Kerkorian’s Tracinda Corp. sold 7.3 million Ford shares yesterday for an average of $2.43 each and said it contacted an investment bank about unloading the rest. Tracinda’s remaining 133.5 million shares were valued at $311.1 million based on yesterday’s closing price.
Kerkorian, 91, acted five days after Ford’s collapsing stock price forced him to pledge another 50 million shares of his MGM Mirage casino company to support the $600 million credit line used to buy stock in the second-largest U.S. automaker. Tracinda paid as much as $8.50.
“It was an investment that made no sense,” said Maryann Keller, an independent auto analyst and consultant in Greenwich, Connecticut. “He’s pulling in his horns and concentrating on areas he knows best.”
Tracinda “intends to further reduce its holdings” in Ford to concentrate on gambling, hotels and energy, according to the filing, which didn’t give specifics.
Winnie Lerner, an outside spokeswoman for Tracinda with Abernathy MacGregor Group, declined comment about any companies in which Tracinda may invest. Tracinda is the majority owner of Las Vegas-based MGM Mirage, the world’s second-largest casino company, and holds a 35 percent stake in Denver-based Delta Petroleum Corp., according to Bloomberg data.
“We’re going to stay focused on our turnaround plan,” Mark Truby, a spokesman for Dearborn, Michigan-based Ford, said in an interview. “Any questions about Tracinda’s investment should be directed to Tracinda.”
Ford fell 6 cents to $2.27 at 10:36 a.m. in New York Stock Exchange composite trading, pushing their slide over the past year to 73 percent. MGM Mirage rose $1.46, or 11 percent, to $15.29. The shares dropped 84 percent this year before today.
Kerkorian disclosed in late April he had acquired 100 million shares of Ford, and said June 19 he had boosted his stake to 140.8 million shares, or 6.43 percent. He expressed support for Chief Executive Officer Alan Mulally‘s efforts to revamp the automaker after $23.9 billion in losses since 2005.
Under Mulally, Ford is cutting jobs and closing plants in North America, the region that’s the main reason for the automaker’s deficits. Ford also is developing new car and crossover wagon models to lessen its dependence on trucks. The company also is retooling three North American plants to produce small cars.
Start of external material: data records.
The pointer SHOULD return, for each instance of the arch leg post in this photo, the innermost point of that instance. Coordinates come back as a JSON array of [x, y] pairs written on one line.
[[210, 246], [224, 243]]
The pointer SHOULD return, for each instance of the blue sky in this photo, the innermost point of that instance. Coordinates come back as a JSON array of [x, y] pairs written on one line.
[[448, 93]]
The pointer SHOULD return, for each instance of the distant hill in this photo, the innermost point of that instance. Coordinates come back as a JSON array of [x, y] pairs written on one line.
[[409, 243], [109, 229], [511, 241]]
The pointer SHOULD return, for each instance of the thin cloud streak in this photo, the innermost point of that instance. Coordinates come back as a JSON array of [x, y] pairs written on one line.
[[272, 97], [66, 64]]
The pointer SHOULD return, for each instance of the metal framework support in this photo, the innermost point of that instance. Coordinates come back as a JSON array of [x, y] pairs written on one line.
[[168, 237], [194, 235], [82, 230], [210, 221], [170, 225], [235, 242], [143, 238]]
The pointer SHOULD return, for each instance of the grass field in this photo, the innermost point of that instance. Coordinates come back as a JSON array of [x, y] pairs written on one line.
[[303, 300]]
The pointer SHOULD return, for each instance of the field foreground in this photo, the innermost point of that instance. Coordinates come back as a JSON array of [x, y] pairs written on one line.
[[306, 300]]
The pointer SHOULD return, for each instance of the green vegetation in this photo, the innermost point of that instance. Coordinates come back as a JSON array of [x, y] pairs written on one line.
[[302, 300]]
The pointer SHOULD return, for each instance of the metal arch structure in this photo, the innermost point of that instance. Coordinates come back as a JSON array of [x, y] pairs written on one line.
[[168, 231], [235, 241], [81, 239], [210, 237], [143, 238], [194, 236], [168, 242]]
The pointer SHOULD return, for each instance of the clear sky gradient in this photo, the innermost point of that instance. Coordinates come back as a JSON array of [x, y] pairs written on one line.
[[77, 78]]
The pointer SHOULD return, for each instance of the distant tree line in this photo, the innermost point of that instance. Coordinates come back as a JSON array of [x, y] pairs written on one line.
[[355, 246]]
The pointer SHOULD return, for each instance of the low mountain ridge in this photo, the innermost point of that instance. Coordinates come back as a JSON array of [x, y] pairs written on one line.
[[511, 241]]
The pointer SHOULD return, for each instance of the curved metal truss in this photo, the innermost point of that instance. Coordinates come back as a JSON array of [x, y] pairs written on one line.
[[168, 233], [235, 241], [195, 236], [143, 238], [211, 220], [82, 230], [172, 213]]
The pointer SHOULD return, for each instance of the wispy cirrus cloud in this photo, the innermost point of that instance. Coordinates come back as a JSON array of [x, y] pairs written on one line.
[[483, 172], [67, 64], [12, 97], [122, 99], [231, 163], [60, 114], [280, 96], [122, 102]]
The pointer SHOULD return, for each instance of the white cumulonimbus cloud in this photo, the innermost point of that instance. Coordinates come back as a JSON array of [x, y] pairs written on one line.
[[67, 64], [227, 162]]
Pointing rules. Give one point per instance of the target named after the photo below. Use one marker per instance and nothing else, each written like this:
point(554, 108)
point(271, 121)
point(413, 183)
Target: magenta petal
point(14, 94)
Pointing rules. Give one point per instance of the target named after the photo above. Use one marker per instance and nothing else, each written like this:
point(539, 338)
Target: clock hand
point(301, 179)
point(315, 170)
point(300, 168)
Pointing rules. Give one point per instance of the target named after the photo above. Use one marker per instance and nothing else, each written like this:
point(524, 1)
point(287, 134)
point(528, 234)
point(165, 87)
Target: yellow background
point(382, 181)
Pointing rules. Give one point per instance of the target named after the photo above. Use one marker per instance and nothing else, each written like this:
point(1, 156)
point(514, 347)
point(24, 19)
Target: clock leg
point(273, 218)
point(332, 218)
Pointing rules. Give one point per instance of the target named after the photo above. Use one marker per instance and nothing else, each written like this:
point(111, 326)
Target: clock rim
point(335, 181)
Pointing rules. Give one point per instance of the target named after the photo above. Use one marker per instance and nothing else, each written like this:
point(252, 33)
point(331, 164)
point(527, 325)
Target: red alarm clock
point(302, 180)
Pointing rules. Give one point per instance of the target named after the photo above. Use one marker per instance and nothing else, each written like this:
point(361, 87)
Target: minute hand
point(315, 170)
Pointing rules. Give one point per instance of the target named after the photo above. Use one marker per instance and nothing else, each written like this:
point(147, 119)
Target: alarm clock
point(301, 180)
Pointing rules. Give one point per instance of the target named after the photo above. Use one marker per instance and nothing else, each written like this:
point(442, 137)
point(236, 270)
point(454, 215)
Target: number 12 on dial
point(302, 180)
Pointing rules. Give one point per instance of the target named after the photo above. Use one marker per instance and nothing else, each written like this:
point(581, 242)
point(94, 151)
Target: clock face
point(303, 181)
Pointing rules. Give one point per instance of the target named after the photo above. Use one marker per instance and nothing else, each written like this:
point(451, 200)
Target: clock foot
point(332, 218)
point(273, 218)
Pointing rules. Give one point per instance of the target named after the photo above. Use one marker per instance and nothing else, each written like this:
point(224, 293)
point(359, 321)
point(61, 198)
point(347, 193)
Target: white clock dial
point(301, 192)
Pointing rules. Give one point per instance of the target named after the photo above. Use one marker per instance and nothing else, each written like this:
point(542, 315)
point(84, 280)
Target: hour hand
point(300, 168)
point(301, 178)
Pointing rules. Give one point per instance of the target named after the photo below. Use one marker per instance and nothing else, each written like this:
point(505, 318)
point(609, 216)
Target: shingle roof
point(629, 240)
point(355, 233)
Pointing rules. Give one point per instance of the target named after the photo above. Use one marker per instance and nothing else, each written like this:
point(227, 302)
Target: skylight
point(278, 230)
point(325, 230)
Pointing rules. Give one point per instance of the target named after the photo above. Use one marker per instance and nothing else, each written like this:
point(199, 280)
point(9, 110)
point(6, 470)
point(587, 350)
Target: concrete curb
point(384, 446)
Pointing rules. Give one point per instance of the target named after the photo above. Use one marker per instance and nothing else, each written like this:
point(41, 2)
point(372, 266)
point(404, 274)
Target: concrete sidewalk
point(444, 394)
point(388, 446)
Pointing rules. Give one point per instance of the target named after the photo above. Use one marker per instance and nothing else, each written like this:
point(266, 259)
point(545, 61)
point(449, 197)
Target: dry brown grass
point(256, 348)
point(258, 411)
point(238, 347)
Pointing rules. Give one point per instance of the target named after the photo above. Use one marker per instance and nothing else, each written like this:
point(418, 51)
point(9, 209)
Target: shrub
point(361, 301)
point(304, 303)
Still, industry sales have been plummeting this year, and less than a month after Kerkorian unveiled his investment Ford announced it was abandoning a goal for returning to profit in 2009. Ford hasn’t set a new target and also has said its rate of cash consumption is increasing, without releasing an estimate.
Tracinda’s pledge of additional MGM Mirage shares last week pushed the total collateral to 100 million shares for the credit line with Bank of America Corp. used to buy the Ford stock.
Kerkorian, ranked 27th on Forbes magazine’s list of the richest people in the U.S., with a net worth of $11.2 billion, had made several forays into the auto industry before his Ford venture.
In 1995, he led a hostile takeover bid for the former Chrysler Corp. and won a board seat in exchange for calling off his attack. Later, he unsuccessfully sued the new DaimlerChrysler, accusing it of misleading investors about Daimler-Benz AG’s 1998 purchase of the U.S. automaker.
DaimlerChrysler lawyers estimated in 2003 that Kerkorian eventually made $2.7 billion on his Chrysler investment.
After taking what he initially said was a passive position in General Motors Corp. in 2005, Kerkorian gained a board seat for his adviser, Jerry York, and tried to force the world’s largest automaker to merge with Renault SA and Nissan Motor Corp. Rebuffed, Kerkorian dumped his investment with an estimated $106 million profit in 2006.
Last year, he was among unsuccessful bidders to buy Chrysler from Daimler AG.